Lalu mengapa aset seperti itu masih bernilai miliaran dolar?
Salah satu cara memahaminya adalah melihat media bukan semata sebagai bisnis yang menjual perhatian (attention), melainkan sebagai institusi yang masih memiliki kemampuan membentuk pengaruh (influence) pada kelompok tertentu.
Karena dalam politik dan bisnis, bukan hanya jumlah audiens yang penting.

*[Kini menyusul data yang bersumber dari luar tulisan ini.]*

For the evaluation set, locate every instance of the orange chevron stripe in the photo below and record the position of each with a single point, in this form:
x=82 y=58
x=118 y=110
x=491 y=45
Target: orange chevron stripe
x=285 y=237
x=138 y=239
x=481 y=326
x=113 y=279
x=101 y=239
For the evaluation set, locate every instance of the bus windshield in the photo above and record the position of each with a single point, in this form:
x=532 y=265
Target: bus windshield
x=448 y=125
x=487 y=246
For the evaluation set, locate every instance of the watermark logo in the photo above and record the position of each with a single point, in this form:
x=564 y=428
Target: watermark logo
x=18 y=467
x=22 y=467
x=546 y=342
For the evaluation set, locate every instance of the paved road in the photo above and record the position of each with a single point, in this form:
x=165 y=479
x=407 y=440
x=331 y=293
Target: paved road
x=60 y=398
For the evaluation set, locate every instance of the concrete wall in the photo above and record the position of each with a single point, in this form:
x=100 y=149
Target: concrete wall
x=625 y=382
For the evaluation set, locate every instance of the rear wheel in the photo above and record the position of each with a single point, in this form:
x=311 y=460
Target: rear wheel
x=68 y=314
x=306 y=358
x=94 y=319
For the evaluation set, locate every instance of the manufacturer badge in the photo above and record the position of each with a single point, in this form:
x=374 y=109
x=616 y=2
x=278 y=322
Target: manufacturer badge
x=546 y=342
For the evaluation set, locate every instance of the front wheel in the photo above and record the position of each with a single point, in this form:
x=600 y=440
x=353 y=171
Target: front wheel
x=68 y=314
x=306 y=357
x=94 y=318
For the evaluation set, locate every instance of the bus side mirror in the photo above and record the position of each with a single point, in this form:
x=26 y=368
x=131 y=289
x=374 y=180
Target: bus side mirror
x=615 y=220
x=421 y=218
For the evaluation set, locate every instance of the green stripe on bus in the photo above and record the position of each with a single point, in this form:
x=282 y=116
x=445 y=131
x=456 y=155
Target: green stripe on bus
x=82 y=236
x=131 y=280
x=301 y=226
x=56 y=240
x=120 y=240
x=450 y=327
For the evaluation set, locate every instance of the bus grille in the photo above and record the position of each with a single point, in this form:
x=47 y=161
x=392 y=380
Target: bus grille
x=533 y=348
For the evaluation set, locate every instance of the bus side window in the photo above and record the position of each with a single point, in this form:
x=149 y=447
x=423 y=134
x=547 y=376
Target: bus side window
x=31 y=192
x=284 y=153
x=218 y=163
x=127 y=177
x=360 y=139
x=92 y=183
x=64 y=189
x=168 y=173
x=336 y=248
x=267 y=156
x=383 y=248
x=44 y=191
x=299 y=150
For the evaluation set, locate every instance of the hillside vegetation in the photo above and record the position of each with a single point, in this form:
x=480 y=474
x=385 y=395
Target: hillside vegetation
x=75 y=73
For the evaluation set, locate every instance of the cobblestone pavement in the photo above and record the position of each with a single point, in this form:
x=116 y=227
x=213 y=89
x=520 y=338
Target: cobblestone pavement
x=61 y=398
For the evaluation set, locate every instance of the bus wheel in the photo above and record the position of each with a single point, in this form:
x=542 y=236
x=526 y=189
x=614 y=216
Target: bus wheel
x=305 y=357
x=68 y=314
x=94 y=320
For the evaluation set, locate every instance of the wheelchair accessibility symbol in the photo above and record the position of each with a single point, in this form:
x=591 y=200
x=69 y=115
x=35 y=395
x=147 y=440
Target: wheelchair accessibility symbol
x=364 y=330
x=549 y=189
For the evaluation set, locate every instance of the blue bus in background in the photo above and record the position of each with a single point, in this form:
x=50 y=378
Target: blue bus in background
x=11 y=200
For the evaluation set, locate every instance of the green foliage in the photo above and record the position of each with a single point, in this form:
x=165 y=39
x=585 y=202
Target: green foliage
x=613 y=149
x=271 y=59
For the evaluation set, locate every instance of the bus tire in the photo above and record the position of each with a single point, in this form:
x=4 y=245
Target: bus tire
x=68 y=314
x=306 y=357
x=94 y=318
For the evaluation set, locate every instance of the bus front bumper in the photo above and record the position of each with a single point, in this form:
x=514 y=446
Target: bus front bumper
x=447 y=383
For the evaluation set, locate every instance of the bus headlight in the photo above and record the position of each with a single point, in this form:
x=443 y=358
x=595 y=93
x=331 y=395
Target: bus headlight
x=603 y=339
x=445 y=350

Yang lebih penting adalah siapa audiensnya.
Seratus juta penonton TikTok belum tentu memiliki pengaruh yang sama dengan puluhan ribu pembaca yang terdiri dari pejabat publik, pengusaha, akademisi, diplomat, dan pembuat kebijakan.
Di sinilah muncul sebuah pertanyaan yang jauh lebih besar.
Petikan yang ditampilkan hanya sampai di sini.